The rollout of the new site, which technically is in beta, begins immediately to chunks of users over the next several weeks. The company expects it to be completed by mid-November, but it will remain in beta until all the kinks are worked out.
Many of the features in the updated site originated from the innovations of the MySpace Music joint venture with the major labels. As such, the music arm of the site looks less dramatically different than the overall site. But for the music service to thrive, a more robust MySpace proper was necessary. Label sources speaking to Billboard on background are pleased with the redesign and are happy with the direction MySpace is taking.

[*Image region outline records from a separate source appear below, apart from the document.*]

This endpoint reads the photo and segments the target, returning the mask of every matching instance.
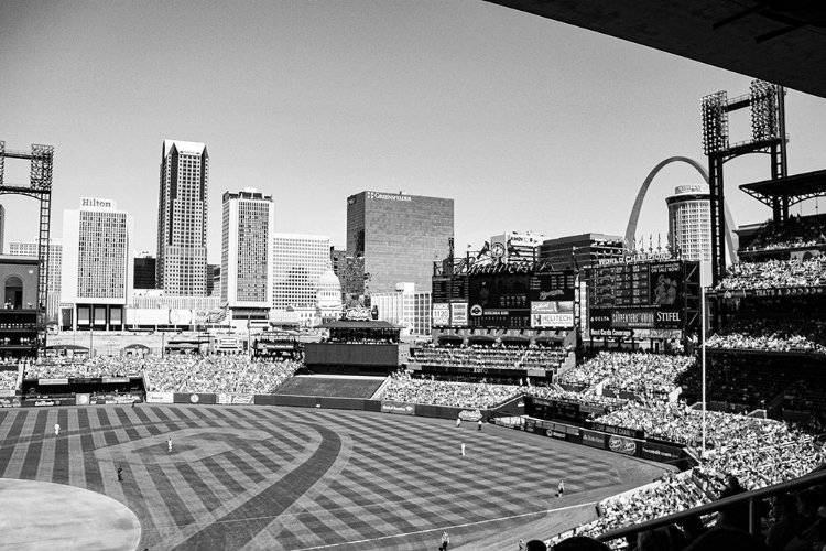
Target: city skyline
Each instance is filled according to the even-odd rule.
[[[0,7],[0,139],[55,147],[53,237],[79,197],[112,198],[135,216],[135,248],[157,255],[166,139],[209,148],[209,263],[220,197],[247,186],[273,195],[276,231],[338,248],[347,197],[368,190],[453,198],[457,251],[503,231],[623,235],[654,165],[706,164],[702,97],[746,94],[751,80],[485,2],[207,2],[191,17],[193,6]],[[824,107],[789,91],[790,174],[823,168]],[[748,130],[732,118],[732,141]],[[26,182],[17,164],[10,184]],[[767,219],[737,186],[768,179],[768,159],[729,164],[736,224]],[[691,168],[663,170],[638,235],[664,239],[665,198],[696,183]],[[31,240],[36,204],[0,203],[6,242]]]

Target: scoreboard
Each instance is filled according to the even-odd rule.
[[[680,304],[685,294],[683,262],[599,266],[588,270],[588,305],[624,309]]]
[[[439,304],[467,302],[467,276],[434,276],[432,301]]]
[[[576,273],[480,271],[433,278],[434,327],[572,328]]]
[[[591,335],[613,336],[619,331],[641,337],[676,337],[685,329],[687,287],[699,284],[699,270],[689,270],[687,264],[696,262],[667,260],[587,268]]]

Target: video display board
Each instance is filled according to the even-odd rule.
[[[433,302],[467,302],[467,276],[434,276]]]
[[[586,269],[591,332],[683,328],[685,274],[678,260]]]
[[[529,293],[531,327],[574,327],[575,295],[576,273],[573,270],[532,274]]]
[[[477,273],[468,280],[471,327],[570,328],[576,274]]]
[[[471,327],[528,327],[529,273],[476,273],[469,277]]]

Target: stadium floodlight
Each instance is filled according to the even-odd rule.
[[[783,89],[765,80],[752,80],[749,86],[751,106],[751,138],[754,141],[776,140],[780,136],[780,95]]]
[[[703,333],[702,353],[700,353],[700,378],[703,385],[703,447],[699,456],[703,458],[706,454],[706,288],[699,285],[699,317],[700,332]]]
[[[725,90],[703,98],[703,152],[706,155],[726,151],[729,147],[727,106]]]

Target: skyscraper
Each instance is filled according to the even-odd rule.
[[[81,198],[63,212],[61,302],[73,328],[118,331],[133,291],[134,217],[111,199]]]
[[[254,187],[224,194],[221,303],[269,310],[272,304],[272,195]]]
[[[273,234],[272,258],[273,307],[284,310],[297,304],[315,306],[318,278],[329,263],[329,237]]]
[[[711,207],[708,184],[681,185],[665,199],[669,242],[685,260],[711,260]]]
[[[381,192],[347,198],[347,250],[365,259],[366,293],[394,292],[399,282],[430,291],[433,262],[447,257],[453,199]]]
[[[207,292],[206,145],[164,140],[157,198],[157,289],[202,296]]]
[[[37,258],[37,240],[9,241],[9,255]],[[46,295],[46,320],[57,322],[61,311],[61,273],[63,272],[63,239],[48,240],[48,294]]]

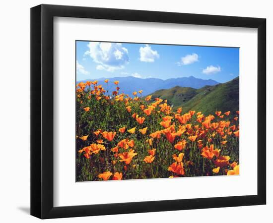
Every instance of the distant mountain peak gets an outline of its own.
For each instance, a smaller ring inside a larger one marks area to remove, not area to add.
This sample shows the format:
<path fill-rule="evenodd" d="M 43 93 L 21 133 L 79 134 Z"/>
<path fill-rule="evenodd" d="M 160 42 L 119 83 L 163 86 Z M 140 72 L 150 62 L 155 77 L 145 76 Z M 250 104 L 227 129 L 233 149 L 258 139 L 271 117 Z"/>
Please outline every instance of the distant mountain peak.
<path fill-rule="evenodd" d="M 106 79 L 109 80 L 108 84 L 104 82 L 104 80 Z M 101 84 L 110 93 L 116 89 L 116 85 L 113 84 L 114 81 L 119 81 L 119 87 L 120 88 L 121 92 L 131 96 L 133 92 L 140 90 L 143 91 L 142 95 L 146 96 L 160 89 L 168 89 L 176 86 L 189 87 L 197 89 L 203 88 L 206 85 L 213 86 L 219 83 L 213 80 L 203 80 L 196 78 L 192 75 L 188 77 L 169 78 L 165 80 L 157 78 L 142 79 L 133 76 L 128 76 L 127 77 L 89 79 L 77 81 L 77 83 L 95 80 L 97 80 L 98 84 Z"/>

But now that this step has been taken, they’d like to see MySpace Music add the other elements promised when the venture was first formed, such as finally adding the long-promised merch sales option to artists’ profiles.
At a Fortune-hosted conference this summer, NewsCorp digital head Jon Miller said he expected the revamped MySpace to result in “a very revitalized experience” by this time next year. By all accounts, the new MySpace is a quantum leap past its social networking origins, and address all the complaints that have been leveled against it in the past.